0x + 1(-7)y³ + (-7x)3y²
Simplifying this expression, we get:

-7y³ - 21xy²

Therefore, the derivative of -7xy³ is -7y³ - 21xy².

Answer 2

Damon answered
1 year ago

hmmm

Differentiate -7xy³
say p = -7 x y^3
then
dp = d/dx [ -7 x y^3] dx + d/dy [ -7 x y^3 ] dy
so
dp = [ -7 y^3 ] dx + [-21 x y^2 ] dy

Answer 3

Bot answered
1 year ago

Yes, that's correct! When differentiating with respect to multiple variables, we can use the partial derivative notation to indicate which variable we are differentiating with respect to. In this case, we have p = -7xy³ and we want to find dp.

Using the partial derivative notation, we have:
dp = (∂p/∂x) dx + (∂p/∂y) dy

Taking the partial derivatives, we find:
∂p/∂x = -7y³ (since ∂x/∂x = 1 and ∂y/∂x = 0)
∂p/∂y = -21xy² (since ∂x/∂y = 0 and ∂y/∂y = 1)

Substituting these results into the previous equation, we obtain:
dp = (-7y³) dx + (-21xy²) dy

So, dp = (-7y³) dx + (-21xy²) dy.

Answer 4

Step-by-Step Bot answered
1 year ago

To differentiate -7xy³, we will apply the power rule for differentiation. The power rule states that if we have a function of the form f(x) = ax^n, where "a" is a constant and "n" is a real number, the derivative of f(x) is given by:

f'(x) = nax^(n-1).

Applying this rule to -7xy³, we have:

(-7xy³)' = -7(3)(x)^(3-1)(y³)'.

Simplifying further:

(-7xy³)' = -21x²(y³)'.

Since the derivative of y³ with respect to x is zero (because y³ does not contain x), we have:

(-7xy³)' = -21x²(0).

Simplifying this expression, we get:

(-7xy³)' = 0.

Therefore, the derivative of -7xy³ with respect to x is zero.

Answer 5

Explain Bot answered
11 months ago

To differentiate the algebraic expression -7xy³, we need to apply the power rule of differentiation.
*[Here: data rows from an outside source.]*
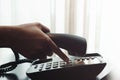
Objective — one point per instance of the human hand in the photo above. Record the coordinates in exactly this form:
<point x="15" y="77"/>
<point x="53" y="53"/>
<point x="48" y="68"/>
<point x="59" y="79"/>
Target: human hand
<point x="31" y="41"/>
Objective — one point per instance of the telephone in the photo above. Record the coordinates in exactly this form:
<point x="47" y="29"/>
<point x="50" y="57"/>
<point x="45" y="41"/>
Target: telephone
<point x="81" y="65"/>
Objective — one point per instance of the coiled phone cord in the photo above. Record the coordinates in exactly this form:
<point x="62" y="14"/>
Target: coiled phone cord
<point x="12" y="65"/>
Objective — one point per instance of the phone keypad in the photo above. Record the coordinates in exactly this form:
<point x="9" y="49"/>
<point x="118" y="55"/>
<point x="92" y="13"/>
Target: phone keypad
<point x="63" y="64"/>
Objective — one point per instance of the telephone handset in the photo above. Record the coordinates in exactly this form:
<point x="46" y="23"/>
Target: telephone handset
<point x="80" y="65"/>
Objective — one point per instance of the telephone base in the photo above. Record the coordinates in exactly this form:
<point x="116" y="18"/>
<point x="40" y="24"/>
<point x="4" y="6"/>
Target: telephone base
<point x="80" y="68"/>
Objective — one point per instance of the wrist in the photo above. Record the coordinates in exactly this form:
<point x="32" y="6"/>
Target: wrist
<point x="7" y="35"/>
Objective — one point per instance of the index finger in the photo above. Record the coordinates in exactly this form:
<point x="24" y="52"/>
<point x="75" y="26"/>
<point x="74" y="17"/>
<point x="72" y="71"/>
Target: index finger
<point x="57" y="50"/>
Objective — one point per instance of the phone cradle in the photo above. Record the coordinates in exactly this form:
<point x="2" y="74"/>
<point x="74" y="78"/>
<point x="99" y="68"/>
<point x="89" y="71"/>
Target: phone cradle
<point x="79" y="68"/>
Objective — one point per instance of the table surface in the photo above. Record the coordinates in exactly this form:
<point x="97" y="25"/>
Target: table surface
<point x="20" y="73"/>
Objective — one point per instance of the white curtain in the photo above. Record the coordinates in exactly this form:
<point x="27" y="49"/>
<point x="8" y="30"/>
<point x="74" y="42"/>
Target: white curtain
<point x="96" y="20"/>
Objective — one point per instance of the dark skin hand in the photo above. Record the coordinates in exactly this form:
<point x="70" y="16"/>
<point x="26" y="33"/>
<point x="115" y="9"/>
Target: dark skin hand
<point x="30" y="40"/>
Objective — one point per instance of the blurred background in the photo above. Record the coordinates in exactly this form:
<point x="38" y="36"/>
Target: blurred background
<point x="96" y="20"/>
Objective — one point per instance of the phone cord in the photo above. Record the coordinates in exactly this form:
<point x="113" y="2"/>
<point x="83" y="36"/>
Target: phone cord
<point x="12" y="65"/>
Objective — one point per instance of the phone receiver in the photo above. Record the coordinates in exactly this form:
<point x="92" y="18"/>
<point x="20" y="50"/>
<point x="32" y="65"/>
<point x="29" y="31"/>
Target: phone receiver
<point x="75" y="45"/>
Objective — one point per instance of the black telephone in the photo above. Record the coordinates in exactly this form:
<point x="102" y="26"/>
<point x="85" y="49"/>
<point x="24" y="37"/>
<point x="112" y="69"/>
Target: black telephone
<point x="81" y="66"/>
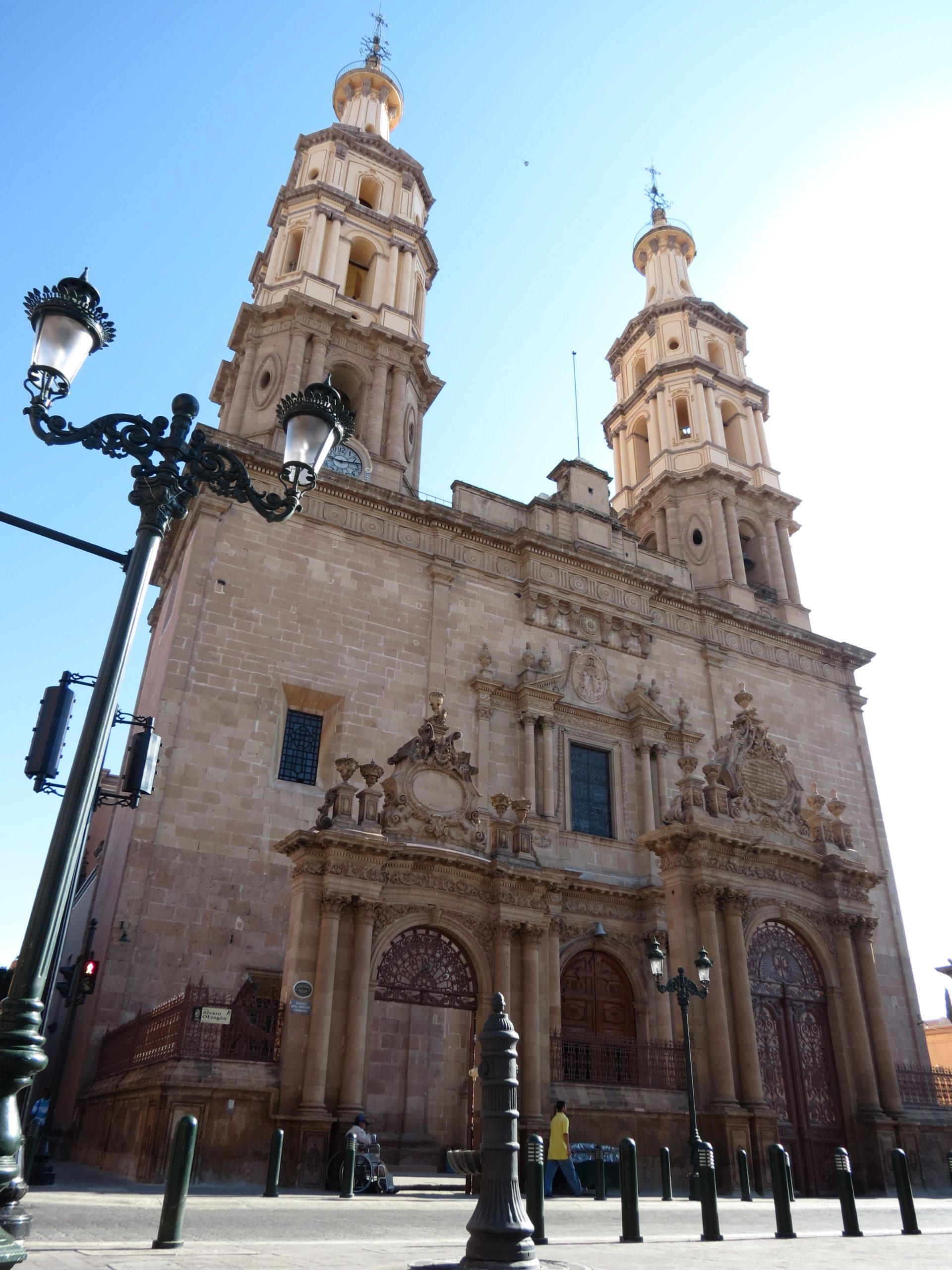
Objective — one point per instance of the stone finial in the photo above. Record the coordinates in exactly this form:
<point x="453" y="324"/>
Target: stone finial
<point x="371" y="772"/>
<point x="346" y="767"/>
<point x="522" y="807"/>
<point x="500" y="804"/>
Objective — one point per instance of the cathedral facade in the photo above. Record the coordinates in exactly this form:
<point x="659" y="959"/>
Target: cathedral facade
<point x="418" y="754"/>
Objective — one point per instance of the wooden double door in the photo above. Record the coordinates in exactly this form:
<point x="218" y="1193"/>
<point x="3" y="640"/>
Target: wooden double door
<point x="796" y="1055"/>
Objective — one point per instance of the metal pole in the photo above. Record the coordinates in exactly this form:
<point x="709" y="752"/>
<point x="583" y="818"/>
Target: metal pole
<point x="665" y="1174"/>
<point x="781" y="1196"/>
<point x="347" y="1169"/>
<point x="599" y="1173"/>
<point x="744" y="1170"/>
<point x="629" y="1179"/>
<point x="847" y="1196"/>
<point x="536" y="1187"/>
<point x="904" y="1191"/>
<point x="271" y="1185"/>
<point x="183" y="1151"/>
<point x="21" y="1039"/>
<point x="710" y="1223"/>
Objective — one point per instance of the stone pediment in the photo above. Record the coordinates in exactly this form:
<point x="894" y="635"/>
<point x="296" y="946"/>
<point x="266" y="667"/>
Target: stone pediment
<point x="431" y="795"/>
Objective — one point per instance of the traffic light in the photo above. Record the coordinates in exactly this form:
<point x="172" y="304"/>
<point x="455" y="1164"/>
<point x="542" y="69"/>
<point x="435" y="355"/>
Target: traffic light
<point x="88" y="976"/>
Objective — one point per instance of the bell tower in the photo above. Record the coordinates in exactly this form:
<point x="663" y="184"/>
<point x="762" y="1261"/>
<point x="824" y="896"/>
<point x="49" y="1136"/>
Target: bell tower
<point x="341" y="286"/>
<point x="694" y="475"/>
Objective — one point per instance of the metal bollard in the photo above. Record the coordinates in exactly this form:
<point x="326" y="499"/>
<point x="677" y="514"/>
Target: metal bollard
<point x="847" y="1196"/>
<point x="665" y="1174"/>
<point x="904" y="1189"/>
<point x="536" y="1187"/>
<point x="744" y="1170"/>
<point x="347" y="1169"/>
<point x="599" y="1174"/>
<point x="629" y="1178"/>
<point x="781" y="1194"/>
<point x="183" y="1150"/>
<point x="271" y="1185"/>
<point x="710" y="1225"/>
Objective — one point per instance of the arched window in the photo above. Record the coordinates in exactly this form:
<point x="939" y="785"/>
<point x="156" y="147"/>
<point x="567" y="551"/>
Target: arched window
<point x="359" y="282"/>
<point x="733" y="434"/>
<point x="368" y="193"/>
<point x="293" y="257"/>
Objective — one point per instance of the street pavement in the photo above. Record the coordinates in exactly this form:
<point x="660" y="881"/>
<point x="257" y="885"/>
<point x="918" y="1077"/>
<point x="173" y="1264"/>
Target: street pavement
<point x="93" y="1219"/>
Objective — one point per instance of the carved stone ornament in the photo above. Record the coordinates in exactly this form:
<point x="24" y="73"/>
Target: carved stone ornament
<point x="431" y="795"/>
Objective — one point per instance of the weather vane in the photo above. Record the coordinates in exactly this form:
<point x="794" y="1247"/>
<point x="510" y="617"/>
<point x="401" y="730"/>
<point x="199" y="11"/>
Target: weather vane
<point x="658" y="200"/>
<point x="372" y="45"/>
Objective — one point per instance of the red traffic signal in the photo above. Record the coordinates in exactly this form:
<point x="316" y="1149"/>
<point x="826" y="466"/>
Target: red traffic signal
<point x="88" y="976"/>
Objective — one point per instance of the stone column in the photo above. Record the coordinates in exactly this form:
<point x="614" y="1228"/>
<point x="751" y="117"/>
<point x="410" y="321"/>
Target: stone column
<point x="734" y="548"/>
<point x="752" y="1087"/>
<point x="330" y="255"/>
<point x="884" y="1057"/>
<point x="296" y="362"/>
<point x="529" y="758"/>
<point x="395" y="420"/>
<point x="662" y="530"/>
<point x="315" y="365"/>
<point x="373" y="425"/>
<point x="790" y="572"/>
<point x="315" y="1083"/>
<point x="857" y="1037"/>
<point x="359" y="987"/>
<point x="648" y="798"/>
<point x="503" y="959"/>
<point x="774" y="566"/>
<point x="243" y="386"/>
<point x="720" y="536"/>
<point x="531" y="1047"/>
<point x="555" y="978"/>
<point x="549" y="766"/>
<point x="719" y="1057"/>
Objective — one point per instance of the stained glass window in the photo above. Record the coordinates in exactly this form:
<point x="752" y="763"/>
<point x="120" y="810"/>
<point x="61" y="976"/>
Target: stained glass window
<point x="592" y="792"/>
<point x="302" y="743"/>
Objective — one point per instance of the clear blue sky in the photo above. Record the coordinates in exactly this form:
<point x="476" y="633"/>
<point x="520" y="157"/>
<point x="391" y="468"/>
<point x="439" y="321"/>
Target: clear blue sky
<point x="804" y="144"/>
The power rule states that when differentiating a term, we multiply the term by its exponent and then decrease the exponent by 1.

Let's break down the given expression step by step:

1. Start with the constant term (-7): Since it does not contain any variables, the derivative of -7 is 0.
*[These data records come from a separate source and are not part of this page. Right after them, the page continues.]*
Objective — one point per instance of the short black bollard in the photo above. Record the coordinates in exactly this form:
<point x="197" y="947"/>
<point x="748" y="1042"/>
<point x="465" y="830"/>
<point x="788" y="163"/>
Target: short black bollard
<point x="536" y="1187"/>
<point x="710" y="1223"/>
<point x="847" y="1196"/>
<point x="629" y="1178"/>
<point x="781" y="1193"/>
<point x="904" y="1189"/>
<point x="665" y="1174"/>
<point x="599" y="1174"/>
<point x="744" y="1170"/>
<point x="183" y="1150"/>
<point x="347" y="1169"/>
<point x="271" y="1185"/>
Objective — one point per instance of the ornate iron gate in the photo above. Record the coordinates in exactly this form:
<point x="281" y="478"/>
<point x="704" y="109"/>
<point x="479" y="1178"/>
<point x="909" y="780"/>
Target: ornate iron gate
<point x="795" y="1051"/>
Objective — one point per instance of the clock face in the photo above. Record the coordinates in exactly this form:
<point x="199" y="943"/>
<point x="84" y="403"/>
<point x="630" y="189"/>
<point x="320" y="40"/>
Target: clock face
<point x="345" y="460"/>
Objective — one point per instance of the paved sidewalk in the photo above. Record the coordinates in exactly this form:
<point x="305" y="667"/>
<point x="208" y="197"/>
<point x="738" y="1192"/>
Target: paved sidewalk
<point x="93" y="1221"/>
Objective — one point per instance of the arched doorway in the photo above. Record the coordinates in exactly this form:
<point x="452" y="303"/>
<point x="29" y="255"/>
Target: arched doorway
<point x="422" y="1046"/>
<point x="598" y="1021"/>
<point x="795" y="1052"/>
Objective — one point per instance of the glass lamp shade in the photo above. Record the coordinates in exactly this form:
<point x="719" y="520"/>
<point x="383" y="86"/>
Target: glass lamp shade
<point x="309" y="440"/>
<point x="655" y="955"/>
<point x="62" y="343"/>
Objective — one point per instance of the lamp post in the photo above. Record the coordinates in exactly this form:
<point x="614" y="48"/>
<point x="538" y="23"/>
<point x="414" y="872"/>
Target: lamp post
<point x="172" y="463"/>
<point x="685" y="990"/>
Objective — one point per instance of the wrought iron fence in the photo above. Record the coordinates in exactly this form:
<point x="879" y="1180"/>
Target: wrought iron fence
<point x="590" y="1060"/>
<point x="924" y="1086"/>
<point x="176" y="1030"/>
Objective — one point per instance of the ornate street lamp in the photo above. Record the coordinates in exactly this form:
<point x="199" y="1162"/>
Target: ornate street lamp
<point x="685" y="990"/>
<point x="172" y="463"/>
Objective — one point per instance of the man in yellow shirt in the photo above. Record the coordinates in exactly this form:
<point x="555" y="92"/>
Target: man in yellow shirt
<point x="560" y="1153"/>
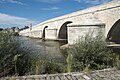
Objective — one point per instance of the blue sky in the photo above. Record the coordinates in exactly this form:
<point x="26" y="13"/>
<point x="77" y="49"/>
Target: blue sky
<point x="19" y="13"/>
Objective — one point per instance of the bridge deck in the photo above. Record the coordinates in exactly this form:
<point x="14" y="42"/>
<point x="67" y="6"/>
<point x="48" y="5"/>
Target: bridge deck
<point x="108" y="74"/>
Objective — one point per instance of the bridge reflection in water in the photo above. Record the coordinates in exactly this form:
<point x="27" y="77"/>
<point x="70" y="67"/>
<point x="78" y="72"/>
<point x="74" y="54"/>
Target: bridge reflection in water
<point x="38" y="47"/>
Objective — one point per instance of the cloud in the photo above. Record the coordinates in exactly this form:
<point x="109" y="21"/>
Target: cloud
<point x="14" y="20"/>
<point x="49" y="1"/>
<point x="50" y="9"/>
<point x="12" y="1"/>
<point x="92" y="1"/>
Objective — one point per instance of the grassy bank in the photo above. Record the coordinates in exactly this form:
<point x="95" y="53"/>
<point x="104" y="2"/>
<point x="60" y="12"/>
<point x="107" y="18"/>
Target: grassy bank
<point x="85" y="55"/>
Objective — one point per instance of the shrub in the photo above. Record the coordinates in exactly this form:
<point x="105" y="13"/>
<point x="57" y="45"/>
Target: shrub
<point x="91" y="53"/>
<point x="10" y="62"/>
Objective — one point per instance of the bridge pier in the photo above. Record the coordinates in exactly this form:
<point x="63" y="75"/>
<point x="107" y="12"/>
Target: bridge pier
<point x="79" y="30"/>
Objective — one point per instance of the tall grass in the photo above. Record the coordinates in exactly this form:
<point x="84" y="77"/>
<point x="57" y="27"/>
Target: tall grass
<point x="13" y="58"/>
<point x="91" y="53"/>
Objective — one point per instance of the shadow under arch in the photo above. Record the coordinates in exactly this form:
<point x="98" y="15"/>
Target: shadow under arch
<point x="43" y="34"/>
<point x="114" y="33"/>
<point x="63" y="31"/>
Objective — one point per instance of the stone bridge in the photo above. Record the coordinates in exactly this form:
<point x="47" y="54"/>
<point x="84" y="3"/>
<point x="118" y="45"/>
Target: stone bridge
<point x="70" y="27"/>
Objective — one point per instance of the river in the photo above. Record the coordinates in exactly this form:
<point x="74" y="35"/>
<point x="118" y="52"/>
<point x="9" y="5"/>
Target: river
<point x="38" y="47"/>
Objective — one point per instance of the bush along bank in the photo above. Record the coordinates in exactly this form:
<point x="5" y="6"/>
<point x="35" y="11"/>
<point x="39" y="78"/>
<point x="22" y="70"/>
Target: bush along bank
<point x="88" y="53"/>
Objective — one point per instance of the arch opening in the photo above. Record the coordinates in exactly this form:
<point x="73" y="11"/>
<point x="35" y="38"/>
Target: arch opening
<point x="43" y="35"/>
<point x="63" y="35"/>
<point x="114" y="33"/>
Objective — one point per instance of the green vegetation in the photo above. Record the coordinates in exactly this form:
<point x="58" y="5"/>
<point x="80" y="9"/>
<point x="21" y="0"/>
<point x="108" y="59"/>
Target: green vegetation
<point x="86" y="54"/>
<point x="13" y="58"/>
<point x="91" y="54"/>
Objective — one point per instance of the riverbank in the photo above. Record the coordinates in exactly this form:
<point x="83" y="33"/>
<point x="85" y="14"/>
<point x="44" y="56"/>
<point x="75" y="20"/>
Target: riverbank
<point x="105" y="74"/>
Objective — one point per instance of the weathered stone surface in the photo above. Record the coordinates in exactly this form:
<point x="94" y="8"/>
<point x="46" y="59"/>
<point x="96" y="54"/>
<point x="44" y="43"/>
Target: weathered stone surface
<point x="108" y="14"/>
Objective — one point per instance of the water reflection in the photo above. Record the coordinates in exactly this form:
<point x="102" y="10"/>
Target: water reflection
<point x="38" y="47"/>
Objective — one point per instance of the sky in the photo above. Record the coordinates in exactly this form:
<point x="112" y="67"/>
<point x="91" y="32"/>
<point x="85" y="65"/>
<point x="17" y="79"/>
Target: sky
<point x="20" y="13"/>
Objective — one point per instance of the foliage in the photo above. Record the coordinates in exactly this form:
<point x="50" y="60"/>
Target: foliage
<point x="91" y="53"/>
<point x="13" y="58"/>
<point x="54" y="67"/>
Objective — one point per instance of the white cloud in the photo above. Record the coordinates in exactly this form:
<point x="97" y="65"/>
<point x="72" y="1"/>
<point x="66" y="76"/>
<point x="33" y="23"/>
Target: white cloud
<point x="92" y="1"/>
<point x="50" y="9"/>
<point x="49" y="1"/>
<point x="12" y="1"/>
<point x="14" y="20"/>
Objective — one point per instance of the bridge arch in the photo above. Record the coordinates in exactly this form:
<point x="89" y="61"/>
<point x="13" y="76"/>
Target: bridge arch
<point x="62" y="32"/>
<point x="114" y="33"/>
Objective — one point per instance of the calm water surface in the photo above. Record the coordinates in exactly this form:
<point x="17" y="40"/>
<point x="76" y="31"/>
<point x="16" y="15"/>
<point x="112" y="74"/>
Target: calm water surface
<point x="38" y="47"/>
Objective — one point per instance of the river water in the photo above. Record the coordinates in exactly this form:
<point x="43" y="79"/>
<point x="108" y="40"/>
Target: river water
<point x="38" y="47"/>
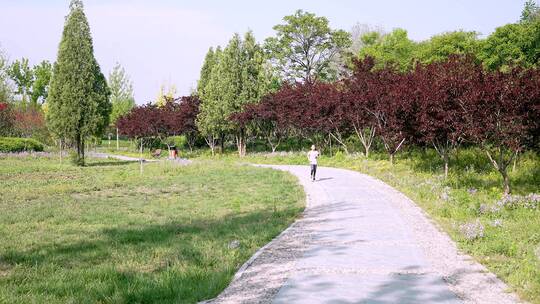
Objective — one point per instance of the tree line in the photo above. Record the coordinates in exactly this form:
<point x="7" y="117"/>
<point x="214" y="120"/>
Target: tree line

2. Differentiate the term "x": The coefficient of "x" is 1 (since it is not explicitly written), and the exponent is 1. Applying the power rule, we multiply 1 by 1 and decrease the exponent by 1 to get 1x¹. Therefore, the derivative of x is simply 1.
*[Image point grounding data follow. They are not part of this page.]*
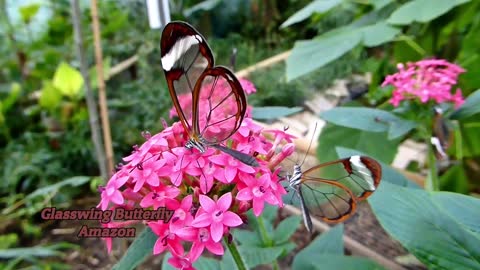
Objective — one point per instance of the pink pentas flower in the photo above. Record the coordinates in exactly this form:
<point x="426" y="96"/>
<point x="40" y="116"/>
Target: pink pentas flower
<point x="167" y="238"/>
<point x="430" y="79"/>
<point x="216" y="215"/>
<point x="181" y="262"/>
<point x="163" y="173"/>
<point x="257" y="190"/>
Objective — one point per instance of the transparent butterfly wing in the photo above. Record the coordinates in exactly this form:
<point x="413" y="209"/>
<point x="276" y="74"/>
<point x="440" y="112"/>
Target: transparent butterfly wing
<point x="219" y="105"/>
<point x="185" y="56"/>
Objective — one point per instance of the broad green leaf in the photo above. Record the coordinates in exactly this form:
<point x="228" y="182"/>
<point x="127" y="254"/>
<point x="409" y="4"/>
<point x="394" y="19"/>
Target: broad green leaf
<point x="309" y="55"/>
<point x="463" y="208"/>
<point x="373" y="144"/>
<point x="315" y="6"/>
<point x="379" y="4"/>
<point x="204" y="6"/>
<point x="286" y="229"/>
<point x="366" y="119"/>
<point x="378" y="34"/>
<point x="28" y="12"/>
<point x="388" y="173"/>
<point x="470" y="130"/>
<point x="37" y="251"/>
<point x="455" y="179"/>
<point x="207" y="263"/>
<point x="273" y="112"/>
<point x="138" y="251"/>
<point x="73" y="181"/>
<point x="68" y="80"/>
<point x="254" y="256"/>
<point x="50" y="96"/>
<point x="329" y="242"/>
<point x="335" y="261"/>
<point x="422" y="11"/>
<point x="425" y="228"/>
<point x="469" y="108"/>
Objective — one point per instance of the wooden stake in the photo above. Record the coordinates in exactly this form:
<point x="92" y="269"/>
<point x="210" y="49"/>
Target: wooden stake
<point x="91" y="104"/>
<point x="107" y="137"/>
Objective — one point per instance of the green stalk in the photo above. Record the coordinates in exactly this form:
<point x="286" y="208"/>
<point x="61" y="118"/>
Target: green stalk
<point x="432" y="179"/>
<point x="239" y="261"/>
<point x="263" y="232"/>
<point x="458" y="141"/>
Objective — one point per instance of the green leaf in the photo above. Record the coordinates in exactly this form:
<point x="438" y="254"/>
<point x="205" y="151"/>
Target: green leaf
<point x="335" y="261"/>
<point x="427" y="229"/>
<point x="463" y="208"/>
<point x="378" y="34"/>
<point x="12" y="97"/>
<point x="273" y="112"/>
<point x="247" y="238"/>
<point x="68" y="80"/>
<point x="204" y="6"/>
<point x="28" y="12"/>
<point x="388" y="173"/>
<point x="37" y="251"/>
<point x="422" y="11"/>
<point x="206" y="263"/>
<point x="379" y="4"/>
<point x="50" y="96"/>
<point x="455" y="179"/>
<point x="72" y="181"/>
<point x="329" y="242"/>
<point x="469" y="108"/>
<point x="309" y="55"/>
<point x="315" y="6"/>
<point x="470" y="128"/>
<point x="286" y="229"/>
<point x="138" y="251"/>
<point x="374" y="144"/>
<point x="254" y="256"/>
<point x="366" y="119"/>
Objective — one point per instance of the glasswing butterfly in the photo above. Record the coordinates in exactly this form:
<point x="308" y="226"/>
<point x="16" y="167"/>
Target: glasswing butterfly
<point x="330" y="191"/>
<point x="218" y="102"/>
<point x="441" y="134"/>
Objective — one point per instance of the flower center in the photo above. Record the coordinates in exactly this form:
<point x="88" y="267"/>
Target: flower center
<point x="203" y="235"/>
<point x="258" y="191"/>
<point x="218" y="216"/>
<point x="180" y="214"/>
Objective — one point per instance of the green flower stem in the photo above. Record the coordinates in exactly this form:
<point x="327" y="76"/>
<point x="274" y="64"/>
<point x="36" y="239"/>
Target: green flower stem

3. Differentiate the term "y³": Similar to the previous step, we multiply the coefficient 1 (since it is not explicitly written) by the exponent 3 to get 1y³. We then decrease the exponent by 1 to get y². Thus, the derivative of y³ is 3y².

Putting it all together, the derivative of -7xy³ is:

0 (constant term) + 1x¹ (differentiated x) + 3y² (differentiated y³)

Therefore, the final result is 1x + 3y², or simply x + 3y².